Die Stoag ist nicht von allen Vorschlägen überzeugt
Die Stoag tauscht sich regelmäßig mit Vertreterinnen und Vertretern der Behindertenverbände aus und zeigt sich für viele Vorschläge offen, berichtet Markus Hohn. Mit einigen Ideen stößt er jedoch bislang auf Gegenwehr. So argumentiert er zum Beispiel, dass Busse an der Haltestelle die jeweilige Linie und Fahrtrichtung durch Lautsprecher ausgeben. So wüssten blinde Personen direkt, ob das der Bus ist, in den sie einsteigen wollen oder nicht. Technisch sei das möglich, erklärt Hohn, und in anderen Städten bereits Standard. Oberhausen zeige sich jedoch skeptisch, befürchte Beschwerden von Anwohnenden.
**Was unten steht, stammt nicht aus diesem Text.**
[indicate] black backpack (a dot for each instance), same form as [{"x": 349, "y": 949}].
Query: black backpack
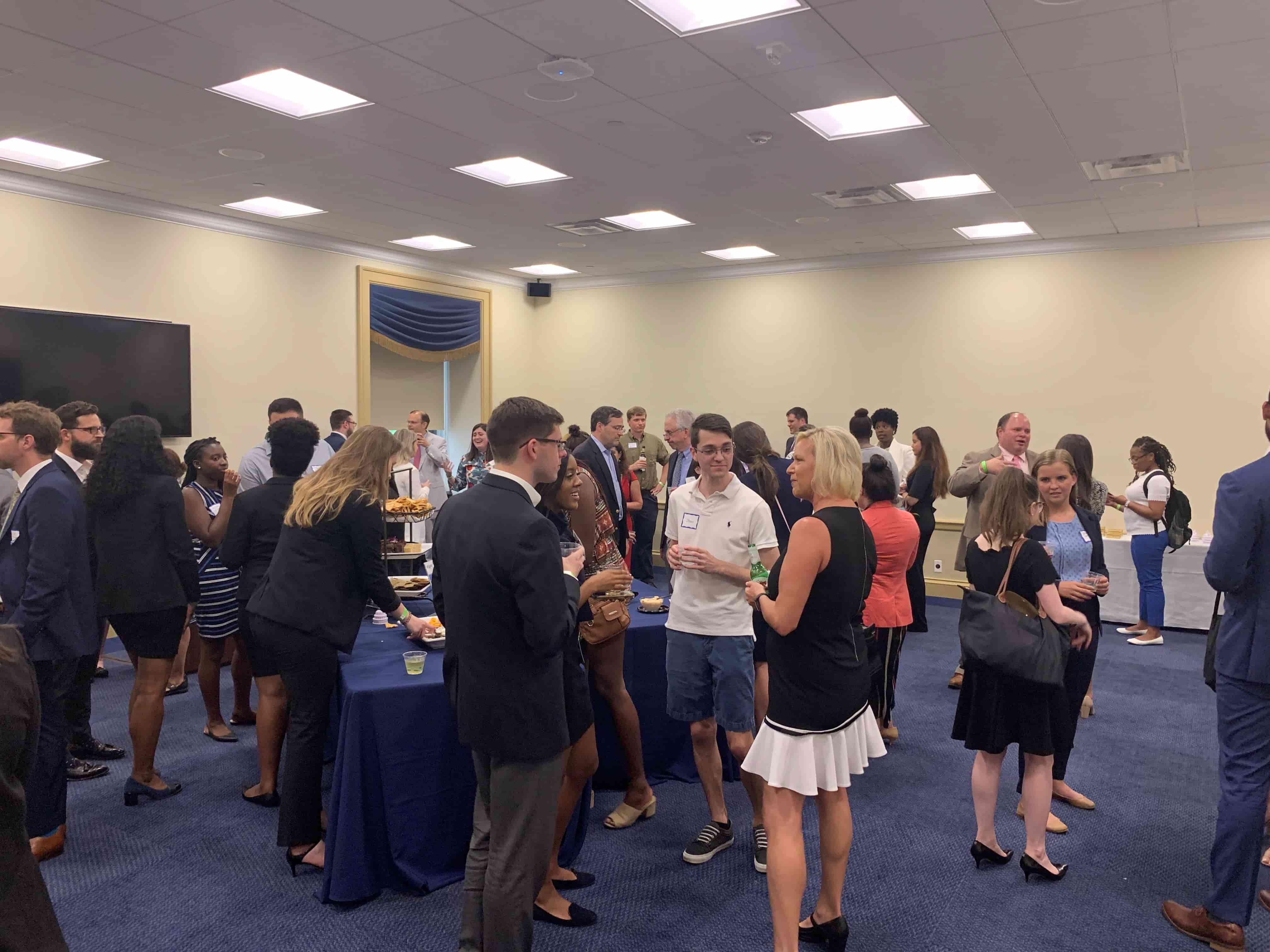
[{"x": 1176, "y": 513}]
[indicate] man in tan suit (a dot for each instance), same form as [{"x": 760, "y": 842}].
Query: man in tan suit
[{"x": 976, "y": 475}]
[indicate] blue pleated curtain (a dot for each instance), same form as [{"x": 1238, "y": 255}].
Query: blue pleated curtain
[{"x": 425, "y": 327}]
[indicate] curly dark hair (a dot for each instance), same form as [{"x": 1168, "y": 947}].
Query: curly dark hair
[
  {"x": 131, "y": 450},
  {"x": 192, "y": 452}
]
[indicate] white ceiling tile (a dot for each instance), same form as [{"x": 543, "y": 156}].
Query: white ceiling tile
[
  {"x": 809, "y": 38},
  {"x": 383, "y": 20},
  {"x": 1085, "y": 41},
  {"x": 882, "y": 26},
  {"x": 1013, "y": 14},
  {"x": 267, "y": 26},
  {"x": 78, "y": 23},
  {"x": 587, "y": 93},
  {"x": 182, "y": 56},
  {"x": 828, "y": 84},
  {"x": 1236, "y": 214},
  {"x": 375, "y": 74},
  {"x": 954, "y": 63},
  {"x": 581, "y": 27},
  {"x": 469, "y": 51},
  {"x": 1155, "y": 221},
  {"x": 658, "y": 68},
  {"x": 1197, "y": 23},
  {"x": 727, "y": 112}
]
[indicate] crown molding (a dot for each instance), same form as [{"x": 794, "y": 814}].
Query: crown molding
[
  {"x": 56, "y": 191},
  {"x": 1171, "y": 238}
]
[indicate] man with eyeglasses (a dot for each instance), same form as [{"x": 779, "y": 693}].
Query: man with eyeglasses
[
  {"x": 48, "y": 591},
  {"x": 82, "y": 439},
  {"x": 712, "y": 524}
]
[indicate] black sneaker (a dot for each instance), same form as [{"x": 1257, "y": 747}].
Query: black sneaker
[
  {"x": 761, "y": 848},
  {"x": 713, "y": 840}
]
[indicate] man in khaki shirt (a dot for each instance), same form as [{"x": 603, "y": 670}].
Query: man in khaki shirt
[{"x": 636, "y": 445}]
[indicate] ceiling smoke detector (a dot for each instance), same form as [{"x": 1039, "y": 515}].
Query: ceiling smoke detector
[
  {"x": 591, "y": 226},
  {"x": 856, "y": 197},
  {"x": 566, "y": 69},
  {"x": 1132, "y": 166}
]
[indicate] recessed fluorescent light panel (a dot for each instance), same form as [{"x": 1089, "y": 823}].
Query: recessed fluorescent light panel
[
  {"x": 689, "y": 17},
  {"x": 23, "y": 150},
  {"x": 275, "y": 207},
  {"x": 545, "y": 271},
  {"x": 945, "y": 187},
  {"x": 1003, "y": 229},
  {"x": 741, "y": 254},
  {"x": 643, "y": 221},
  {"x": 511, "y": 172},
  {"x": 291, "y": 94},
  {"x": 865, "y": 117},
  {"x": 431, "y": 243}
]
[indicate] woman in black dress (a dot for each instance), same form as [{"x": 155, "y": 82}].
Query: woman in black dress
[
  {"x": 818, "y": 730},
  {"x": 998, "y": 710},
  {"x": 561, "y": 501},
  {"x": 928, "y": 482}
]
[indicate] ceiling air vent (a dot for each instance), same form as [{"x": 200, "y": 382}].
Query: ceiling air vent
[
  {"x": 1132, "y": 166},
  {"x": 592, "y": 226},
  {"x": 856, "y": 197}
]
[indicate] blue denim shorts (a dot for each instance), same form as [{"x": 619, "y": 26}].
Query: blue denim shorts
[{"x": 710, "y": 676}]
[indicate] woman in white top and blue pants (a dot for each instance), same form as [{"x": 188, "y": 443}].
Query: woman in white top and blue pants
[{"x": 1143, "y": 507}]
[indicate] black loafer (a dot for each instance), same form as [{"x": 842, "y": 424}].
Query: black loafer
[
  {"x": 96, "y": 751},
  {"x": 582, "y": 883},
  {"x": 79, "y": 770},
  {"x": 578, "y": 917}
]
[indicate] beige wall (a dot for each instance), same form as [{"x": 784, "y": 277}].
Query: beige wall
[
  {"x": 266, "y": 319},
  {"x": 1117, "y": 344}
]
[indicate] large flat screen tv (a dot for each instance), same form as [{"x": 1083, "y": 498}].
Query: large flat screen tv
[{"x": 124, "y": 366}]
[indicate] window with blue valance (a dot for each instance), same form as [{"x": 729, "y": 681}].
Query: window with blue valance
[{"x": 425, "y": 327}]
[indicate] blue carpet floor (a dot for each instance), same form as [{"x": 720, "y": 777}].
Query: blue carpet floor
[{"x": 201, "y": 871}]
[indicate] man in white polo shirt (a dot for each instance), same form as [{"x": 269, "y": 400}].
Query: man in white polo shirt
[{"x": 710, "y": 524}]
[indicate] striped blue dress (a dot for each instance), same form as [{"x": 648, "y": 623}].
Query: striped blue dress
[{"x": 216, "y": 612}]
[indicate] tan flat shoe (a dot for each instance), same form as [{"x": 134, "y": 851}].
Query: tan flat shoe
[
  {"x": 626, "y": 815},
  {"x": 1052, "y": 824},
  {"x": 1080, "y": 802}
]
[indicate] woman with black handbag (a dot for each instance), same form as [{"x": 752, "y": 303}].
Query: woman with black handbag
[{"x": 999, "y": 709}]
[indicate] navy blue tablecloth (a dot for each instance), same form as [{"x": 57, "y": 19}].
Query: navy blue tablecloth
[{"x": 402, "y": 795}]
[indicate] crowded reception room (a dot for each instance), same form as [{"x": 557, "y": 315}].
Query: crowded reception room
[{"x": 620, "y": 475}]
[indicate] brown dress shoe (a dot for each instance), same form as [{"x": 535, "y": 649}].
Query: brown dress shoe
[
  {"x": 49, "y": 847},
  {"x": 1223, "y": 937}
]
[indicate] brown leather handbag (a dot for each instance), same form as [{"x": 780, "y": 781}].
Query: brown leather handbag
[{"x": 609, "y": 619}]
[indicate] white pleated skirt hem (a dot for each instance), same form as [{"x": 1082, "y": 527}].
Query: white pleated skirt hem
[{"x": 813, "y": 762}]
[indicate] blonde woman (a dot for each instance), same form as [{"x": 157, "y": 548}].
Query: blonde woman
[
  {"x": 309, "y": 607},
  {"x": 818, "y": 730},
  {"x": 996, "y": 710}
]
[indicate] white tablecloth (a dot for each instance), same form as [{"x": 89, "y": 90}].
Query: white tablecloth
[{"x": 1188, "y": 598}]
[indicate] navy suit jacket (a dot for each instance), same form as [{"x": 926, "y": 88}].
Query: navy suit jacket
[
  {"x": 45, "y": 575},
  {"x": 1239, "y": 564}
]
Doch die Stoag hat bereits eine Alternative parat. Aktuell rüste man die Haltestellen mit „Text-to-Speech“ aus, berichtet Sprecherin Sabine Müller. An den Info-Säulen sollen seheingeschränkte Fahrgäste dann abrufen können, was das dynamische Fahrgastinformationssystem sehenden Fahrgästen anzeigt. Nämlich welcher Bus tatsächlich als Nächster kommt, nicht welcher laut Plan kommen sollte.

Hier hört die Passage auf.